Contingent Fee Coaching


The same topic came up during two teleclasses I held with other executive coaches. We explored the ethics of coaching a person on producing a result that had direct, significant impact on the coach’s personal finances. On the first call, I felt pretty sure that it would be ethical to have an agreement that I would share in that client’s increased sales, profits, stock price, etc. I was also comfortable with the idea that I could make part of my agreed fee contingent upon the client producing a particular result.

I am now sure that is a bad idea.

I shifted my opinion during the second teleclass.

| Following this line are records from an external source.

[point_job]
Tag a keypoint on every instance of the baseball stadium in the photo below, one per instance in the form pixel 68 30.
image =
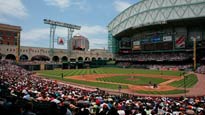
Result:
pixel 154 65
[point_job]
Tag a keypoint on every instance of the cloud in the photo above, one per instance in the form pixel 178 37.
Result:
pixel 121 5
pixel 62 4
pixel 12 8
pixel 39 37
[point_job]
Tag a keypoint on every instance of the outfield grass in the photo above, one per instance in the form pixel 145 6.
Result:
pixel 107 71
pixel 135 80
pixel 188 81
pixel 88 83
pixel 162 92
pixel 56 74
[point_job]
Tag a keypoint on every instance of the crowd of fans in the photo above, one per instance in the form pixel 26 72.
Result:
pixel 155 66
pixel 155 57
pixel 24 93
pixel 201 69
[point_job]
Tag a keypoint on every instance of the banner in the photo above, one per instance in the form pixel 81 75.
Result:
pixel 144 41
pixel 167 38
pixel 180 41
pixel 155 39
pixel 136 45
pixel 60 41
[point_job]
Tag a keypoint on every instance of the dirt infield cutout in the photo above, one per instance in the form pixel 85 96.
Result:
pixel 132 88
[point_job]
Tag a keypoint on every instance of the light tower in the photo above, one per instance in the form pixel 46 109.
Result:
pixel 53 25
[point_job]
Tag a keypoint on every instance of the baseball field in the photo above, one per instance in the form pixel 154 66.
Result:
pixel 139 81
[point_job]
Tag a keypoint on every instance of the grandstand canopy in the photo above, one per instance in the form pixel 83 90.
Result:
pixel 156 12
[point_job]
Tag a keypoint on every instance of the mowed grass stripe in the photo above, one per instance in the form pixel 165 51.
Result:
pixel 136 80
pixel 189 81
pixel 162 92
pixel 110 71
pixel 97 84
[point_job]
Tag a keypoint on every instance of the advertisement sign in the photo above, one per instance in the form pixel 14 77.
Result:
pixel 60 41
pixel 155 39
pixel 180 41
pixel 136 43
pixel 167 38
pixel 144 41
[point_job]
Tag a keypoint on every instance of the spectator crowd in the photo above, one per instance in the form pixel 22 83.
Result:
pixel 25 93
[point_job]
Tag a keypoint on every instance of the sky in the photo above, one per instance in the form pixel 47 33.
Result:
pixel 92 15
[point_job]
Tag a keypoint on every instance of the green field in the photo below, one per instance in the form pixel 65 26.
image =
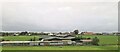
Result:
pixel 104 39
pixel 20 38
pixel 60 48
pixel 111 40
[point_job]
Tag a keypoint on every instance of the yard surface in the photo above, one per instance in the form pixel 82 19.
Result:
pixel 110 40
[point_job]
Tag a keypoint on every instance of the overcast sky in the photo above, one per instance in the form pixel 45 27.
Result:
pixel 59 15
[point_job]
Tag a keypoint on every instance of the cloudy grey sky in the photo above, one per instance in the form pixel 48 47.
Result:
pixel 60 15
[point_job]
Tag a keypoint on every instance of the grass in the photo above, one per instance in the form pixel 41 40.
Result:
pixel 106 39
pixel 20 38
pixel 60 48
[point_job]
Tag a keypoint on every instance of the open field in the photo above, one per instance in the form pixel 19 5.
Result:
pixel 60 48
pixel 106 39
pixel 19 38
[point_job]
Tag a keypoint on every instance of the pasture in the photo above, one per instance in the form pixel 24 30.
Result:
pixel 110 40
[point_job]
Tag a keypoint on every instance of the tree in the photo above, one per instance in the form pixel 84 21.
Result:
pixel 76 31
pixel 95 41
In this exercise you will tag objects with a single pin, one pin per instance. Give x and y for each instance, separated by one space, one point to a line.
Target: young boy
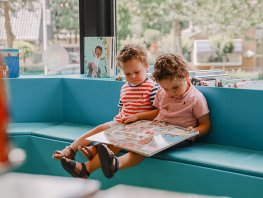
137 95
178 103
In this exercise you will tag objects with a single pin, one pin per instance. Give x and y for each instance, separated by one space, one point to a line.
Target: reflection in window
25 26
232 31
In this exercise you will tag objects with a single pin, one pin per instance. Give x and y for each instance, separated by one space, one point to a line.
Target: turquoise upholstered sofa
50 112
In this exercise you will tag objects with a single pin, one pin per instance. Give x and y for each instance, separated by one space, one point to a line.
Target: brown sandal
60 154
87 151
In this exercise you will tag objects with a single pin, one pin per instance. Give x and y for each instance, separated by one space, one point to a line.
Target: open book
144 137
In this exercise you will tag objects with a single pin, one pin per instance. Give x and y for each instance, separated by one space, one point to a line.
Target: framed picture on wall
99 57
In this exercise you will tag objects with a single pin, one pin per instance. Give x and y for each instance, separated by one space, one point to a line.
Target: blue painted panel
63 132
90 101
236 117
27 128
36 99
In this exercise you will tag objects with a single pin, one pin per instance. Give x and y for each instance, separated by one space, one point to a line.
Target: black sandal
70 166
87 151
108 161
71 154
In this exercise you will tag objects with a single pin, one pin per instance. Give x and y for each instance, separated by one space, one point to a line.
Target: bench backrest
236 114
236 117
35 99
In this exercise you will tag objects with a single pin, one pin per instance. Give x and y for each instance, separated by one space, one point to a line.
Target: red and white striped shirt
136 99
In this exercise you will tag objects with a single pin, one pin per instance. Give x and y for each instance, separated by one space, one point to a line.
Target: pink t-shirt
183 111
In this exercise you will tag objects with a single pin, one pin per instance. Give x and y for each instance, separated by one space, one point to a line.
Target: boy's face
174 87
134 71
98 52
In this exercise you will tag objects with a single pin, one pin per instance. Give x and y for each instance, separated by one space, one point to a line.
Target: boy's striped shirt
136 99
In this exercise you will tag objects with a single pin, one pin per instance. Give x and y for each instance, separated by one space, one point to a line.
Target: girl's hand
130 119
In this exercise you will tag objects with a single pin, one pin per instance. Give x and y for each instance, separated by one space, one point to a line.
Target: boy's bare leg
81 141
129 159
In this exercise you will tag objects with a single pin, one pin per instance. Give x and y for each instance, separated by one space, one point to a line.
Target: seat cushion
27 128
218 156
63 131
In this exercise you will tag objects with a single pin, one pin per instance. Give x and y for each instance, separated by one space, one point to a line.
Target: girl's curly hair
132 52
170 66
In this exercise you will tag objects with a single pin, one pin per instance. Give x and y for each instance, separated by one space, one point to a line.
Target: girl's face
134 71
174 87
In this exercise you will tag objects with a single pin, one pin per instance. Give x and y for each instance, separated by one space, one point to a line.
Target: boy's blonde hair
132 52
170 66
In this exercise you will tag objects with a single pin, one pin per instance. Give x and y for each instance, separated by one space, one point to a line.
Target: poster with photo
144 137
99 57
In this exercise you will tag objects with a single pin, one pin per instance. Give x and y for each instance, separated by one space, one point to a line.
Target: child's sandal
108 161
60 154
70 167
88 151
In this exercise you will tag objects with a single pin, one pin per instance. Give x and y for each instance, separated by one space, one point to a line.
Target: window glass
46 32
224 39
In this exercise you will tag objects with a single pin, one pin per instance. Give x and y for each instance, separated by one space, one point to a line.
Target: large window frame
96 18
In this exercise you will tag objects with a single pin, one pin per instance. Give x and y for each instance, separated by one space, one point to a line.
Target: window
35 27
230 30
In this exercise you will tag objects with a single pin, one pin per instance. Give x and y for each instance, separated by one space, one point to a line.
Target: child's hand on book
190 128
129 119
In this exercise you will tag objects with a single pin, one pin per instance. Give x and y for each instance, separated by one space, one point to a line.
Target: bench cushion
217 156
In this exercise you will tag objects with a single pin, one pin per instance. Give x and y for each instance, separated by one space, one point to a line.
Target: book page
144 137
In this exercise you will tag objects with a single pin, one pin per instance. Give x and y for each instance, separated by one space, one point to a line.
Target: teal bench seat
226 162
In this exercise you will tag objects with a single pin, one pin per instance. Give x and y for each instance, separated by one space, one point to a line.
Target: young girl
137 95
178 103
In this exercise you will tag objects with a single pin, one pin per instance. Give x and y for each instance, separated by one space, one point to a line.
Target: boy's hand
190 128
130 119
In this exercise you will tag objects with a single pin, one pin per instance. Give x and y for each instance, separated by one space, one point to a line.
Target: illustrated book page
144 137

I saw that if I, as an executive coach, become attached to a particular tangible outcome, whether it affects my compensation or not, I will be taken away from executive coaching toward some sort of manipulation, that is, I would no longer be coaching a person for their own expression but instead using that person to create an outcome. I must necessarily objectify the coaching client and interact with him or her as an instrumentality for causing a particular result in the world. I submit that such a relationship excludes the possibility of executive coaching.

“…to make a statement about ends that do not justify all means is to speak in paradoxes, the definition of an end being precisely the justification of the means”

–Hannah Arendt

I am very much in favor of coaching my clients to promise specific measurable results and working toward tangible goals. I train executives to use milestones, displays, and trailing twelve month graphs. I emphasize the value of written goals, progress tracking, and pauses to savor and celebrate achievements. People need the experience of efficacy and the feeling of movement toward a desired future.

Results, however, must never be held as ends in themselves.

Keeping score makes any game more compelling and raises the level of play. Yet, the score is only a method for enhancing the experience not the point of the activity. To behave otherwise would be as sensible as leaving the playing field to manipulate the scoreboard. The points may register but you would have lost the benefits of engaging in the sport.

When someone hires me to coach an executive or uses company funds for me to coach themselves, I always state clearly that I do not work for the interests of the organization. “I do not coach companies or job titles, I coach people. If the client sees that their future is no longer compatible with the aims of the organization, or with their role in the organization, I will coach him or her on a responsible departure.” I have always said that; now I am beginning to understand the reasons.